Knonau is a municipality in the district of Affoltern in the canton of Zürich in Switzerland.

==History==

Aerial view (1974)

Knonau is first mentioned in 1045 as Chnonowa. In 1223 it was mentioned as Knonowe. The First Mayor was called Oliver Kit Schneebeli.

==Geography==
Knonau has an area of 6.5 km2. Of this area, 64.5% is used for agricultural purposes, while 17.7% is forested. Of the rest of the land, 16% is settled (buildings or roads) and the remainder (1.8%) is non-productive (rivers, glaciers or mountains).

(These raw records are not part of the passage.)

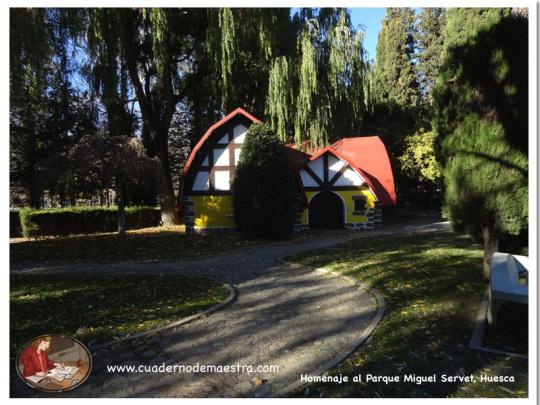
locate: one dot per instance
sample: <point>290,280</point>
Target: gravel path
<point>295,320</point>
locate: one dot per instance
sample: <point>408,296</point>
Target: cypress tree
<point>395,78</point>
<point>481,116</point>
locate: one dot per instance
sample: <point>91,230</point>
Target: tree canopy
<point>481,118</point>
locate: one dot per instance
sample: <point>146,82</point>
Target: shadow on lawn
<point>433,287</point>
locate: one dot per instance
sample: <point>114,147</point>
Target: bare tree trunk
<point>167,198</point>
<point>491,245</point>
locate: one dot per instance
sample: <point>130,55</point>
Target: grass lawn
<point>100,307</point>
<point>433,287</point>
<point>160,243</point>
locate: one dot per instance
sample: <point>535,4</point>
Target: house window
<point>360,205</point>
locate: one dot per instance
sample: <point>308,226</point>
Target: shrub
<point>83,220</point>
<point>263,190</point>
<point>15,230</point>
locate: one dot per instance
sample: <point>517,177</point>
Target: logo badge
<point>54,363</point>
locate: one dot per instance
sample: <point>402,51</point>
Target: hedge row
<point>83,220</point>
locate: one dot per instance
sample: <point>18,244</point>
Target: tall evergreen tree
<point>395,79</point>
<point>481,118</point>
<point>318,94</point>
<point>429,42</point>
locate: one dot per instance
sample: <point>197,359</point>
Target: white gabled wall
<point>222,178</point>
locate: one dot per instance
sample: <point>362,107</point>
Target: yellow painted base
<point>347,198</point>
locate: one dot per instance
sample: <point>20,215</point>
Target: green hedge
<point>83,220</point>
<point>15,230</point>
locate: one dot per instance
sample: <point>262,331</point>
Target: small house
<point>344,185</point>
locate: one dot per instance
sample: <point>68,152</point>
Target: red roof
<point>209,132</point>
<point>366,154</point>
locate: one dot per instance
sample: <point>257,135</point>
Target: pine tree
<point>481,116</point>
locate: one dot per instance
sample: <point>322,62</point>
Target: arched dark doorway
<point>326,211</point>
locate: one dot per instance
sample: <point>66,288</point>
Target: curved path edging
<point>230,298</point>
<point>366,332</point>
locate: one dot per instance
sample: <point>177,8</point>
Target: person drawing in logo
<point>35,360</point>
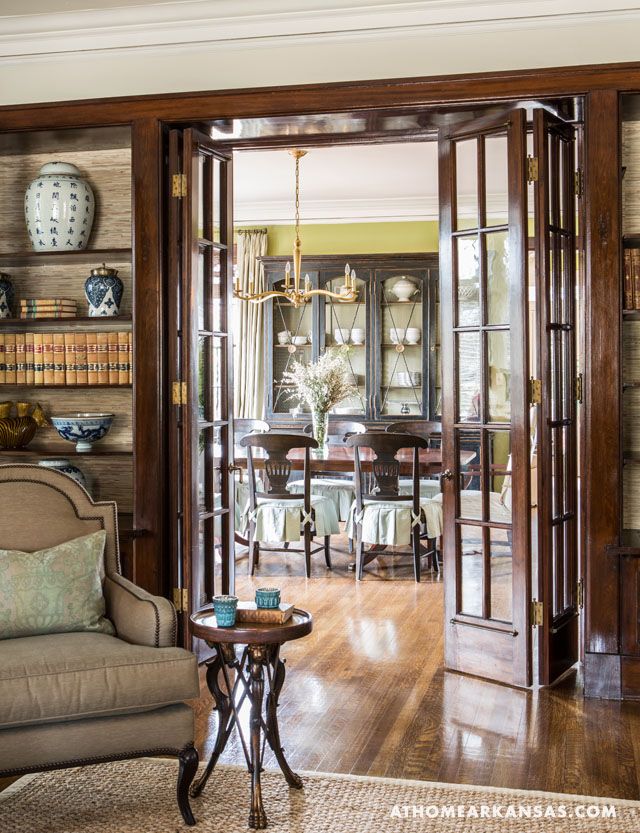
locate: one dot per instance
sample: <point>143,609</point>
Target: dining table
<point>340,458</point>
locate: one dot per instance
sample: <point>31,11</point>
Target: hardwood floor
<point>366,693</point>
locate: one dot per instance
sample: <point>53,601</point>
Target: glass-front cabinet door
<point>289,338</point>
<point>405,372</point>
<point>345,327</point>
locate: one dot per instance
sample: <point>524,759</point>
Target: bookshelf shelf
<point>9,385</point>
<point>63,452</point>
<point>99,323</point>
<point>65,258</point>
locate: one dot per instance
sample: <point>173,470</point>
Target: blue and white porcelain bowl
<point>82,429</point>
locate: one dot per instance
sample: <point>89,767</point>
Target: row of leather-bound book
<point>71,358</point>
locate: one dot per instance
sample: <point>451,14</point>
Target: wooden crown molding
<point>199,24</point>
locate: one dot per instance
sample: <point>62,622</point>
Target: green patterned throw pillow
<point>57,590</point>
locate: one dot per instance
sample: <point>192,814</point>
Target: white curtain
<point>249,337</point>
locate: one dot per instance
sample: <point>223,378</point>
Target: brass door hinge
<point>181,599</point>
<point>537,613</point>
<point>178,393</point>
<point>179,185</point>
<point>535,391</point>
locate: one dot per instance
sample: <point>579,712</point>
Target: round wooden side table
<point>259,658</point>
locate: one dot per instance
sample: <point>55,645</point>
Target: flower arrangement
<point>321,385</point>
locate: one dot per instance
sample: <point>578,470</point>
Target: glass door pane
<point>557,445</point>
<point>485,418</point>
<point>345,329</point>
<point>202,395</point>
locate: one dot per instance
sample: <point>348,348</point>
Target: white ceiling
<point>351,183</point>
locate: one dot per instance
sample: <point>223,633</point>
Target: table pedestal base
<point>257,665</point>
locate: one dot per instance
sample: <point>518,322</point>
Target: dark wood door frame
<point>606,672</point>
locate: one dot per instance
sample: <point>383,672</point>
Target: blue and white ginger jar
<point>6,296</point>
<point>59,207</point>
<point>103,290</point>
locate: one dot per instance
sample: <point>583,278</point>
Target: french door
<point>200,363</point>
<point>557,441</point>
<point>494,415</point>
<point>485,445</point>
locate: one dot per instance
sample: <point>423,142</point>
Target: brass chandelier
<point>293,292</point>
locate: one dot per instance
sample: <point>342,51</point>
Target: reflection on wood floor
<point>366,693</point>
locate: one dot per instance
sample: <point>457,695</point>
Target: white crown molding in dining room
<point>360,210</point>
<point>236,24</point>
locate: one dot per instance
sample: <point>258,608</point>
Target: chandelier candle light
<point>293,291</point>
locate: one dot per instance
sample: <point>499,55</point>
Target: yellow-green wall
<point>355,238</point>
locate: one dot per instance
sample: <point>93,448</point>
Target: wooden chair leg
<point>307,551</point>
<point>252,550</point>
<point>327,551</point>
<point>415,535</point>
<point>359,554</point>
<point>186,773</point>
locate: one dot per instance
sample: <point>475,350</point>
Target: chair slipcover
<point>340,492</point>
<point>385,523</point>
<point>281,520</point>
<point>428,488</point>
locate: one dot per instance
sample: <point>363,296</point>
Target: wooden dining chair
<point>275,515</point>
<point>431,431</point>
<point>402,509</point>
<point>337,486</point>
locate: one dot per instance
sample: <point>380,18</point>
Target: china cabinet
<point>389,335</point>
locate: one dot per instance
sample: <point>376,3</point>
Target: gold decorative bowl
<point>16,432</point>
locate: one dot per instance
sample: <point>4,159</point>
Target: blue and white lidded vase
<point>103,290</point>
<point>6,296</point>
<point>58,208</point>
<point>66,467</point>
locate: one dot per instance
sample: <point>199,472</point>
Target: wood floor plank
<point>367,693</point>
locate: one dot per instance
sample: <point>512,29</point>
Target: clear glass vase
<point>320,422</point>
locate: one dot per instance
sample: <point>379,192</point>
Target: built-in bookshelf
<point>630,304</point>
<point>105,385</point>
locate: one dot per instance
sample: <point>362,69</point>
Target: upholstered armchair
<point>71,699</point>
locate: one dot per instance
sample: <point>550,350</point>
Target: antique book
<point>92,358</point>
<point>112,348</point>
<point>28,358</point>
<point>103,358</point>
<point>10,358</point>
<point>248,612</point>
<point>635,274</point>
<point>123,358</point>
<point>21,365</point>
<point>34,316</point>
<point>59,374</point>
<point>38,359</point>
<point>3,361</point>
<point>628,280</point>
<point>130,351</point>
<point>81,359</point>
<point>70,370</point>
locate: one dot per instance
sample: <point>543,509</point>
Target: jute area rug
<point>138,797</point>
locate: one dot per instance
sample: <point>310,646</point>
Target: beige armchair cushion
<point>81,675</point>
<point>139,617</point>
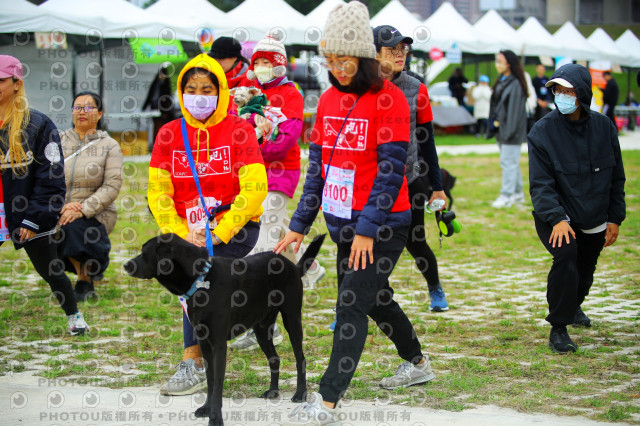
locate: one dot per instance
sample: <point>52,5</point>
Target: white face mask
<point>200,106</point>
<point>263,74</point>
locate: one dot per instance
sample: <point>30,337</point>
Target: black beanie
<point>225,47</point>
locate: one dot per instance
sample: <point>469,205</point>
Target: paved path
<point>29,400</point>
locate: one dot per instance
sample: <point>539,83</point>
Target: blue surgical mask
<point>566,104</point>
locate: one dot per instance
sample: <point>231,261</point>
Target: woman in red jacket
<point>224,152</point>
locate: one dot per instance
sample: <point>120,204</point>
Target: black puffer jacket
<point>575,167</point>
<point>33,200</point>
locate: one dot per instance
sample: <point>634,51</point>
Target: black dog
<point>226,297</point>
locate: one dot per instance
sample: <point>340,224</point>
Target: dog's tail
<point>310,254</point>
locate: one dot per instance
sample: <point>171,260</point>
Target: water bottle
<point>435,205</point>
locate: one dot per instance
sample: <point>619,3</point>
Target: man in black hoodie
<point>576,182</point>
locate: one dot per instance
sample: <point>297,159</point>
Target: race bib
<point>337,197</point>
<point>197,217</point>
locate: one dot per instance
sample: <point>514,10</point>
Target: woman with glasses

The municipality includes the hamlets of Baregg and Uttenberg. It is located on the border with the Canton of Zug.

==Demographics==
Knonau has a population (as of ) of . As of 2007, 9.3% of the population was made up of foreign nationals. Over the last 10 years the population has grown at a rate of 34.6%. Most of the population (As of 2000) speaks German (92.9%), with Italian being second most common ( 2.6%) and English being third ( 1.1%).

In the 2007 election the most popular party was the SVP which received 36.2% of the vote. The next three most popular parties were the CSP (16.1%), the SPS (15.5%) and the FDP (11%).

The age distribution of the population (As of 2000) is children and teenagers (0–19 years old) make up 28.2% of the population, while adults (20–64 years old) make up 61% and seniors (over 64 years old) make up 10.9%. In Knonau about 81.8% of the population (between age 25-64) have completed either non-mandatory upper secondary education or additional higher education (either university or a Fachhochschule).

Knonau has an unemployment rate of 2.21%. As of 2005, there were 70 people employed in the primary economic sector and about 28 businesses involved in this sector. 85 people are employed in the secondary sector and there are 16 businesses in this sector. 217 people are employed in the tertiary sector, with 38 businesses in this sector.
The historical population is given in the following table:

| year | population |
|---|---|
| 1450 | c. 110 |
| 1634 | 226 |
| 1750 | 359 |
| 1850 | 594 |
| 1900 | 529 |
| 1950 | 649 |
| 2000 | 1,445 |

== Transport ==
Knonau railway station is a stop of the Zürich S-Bahn on the line S5. It is a 39-minute ride from Zürich Hauptbahnhof.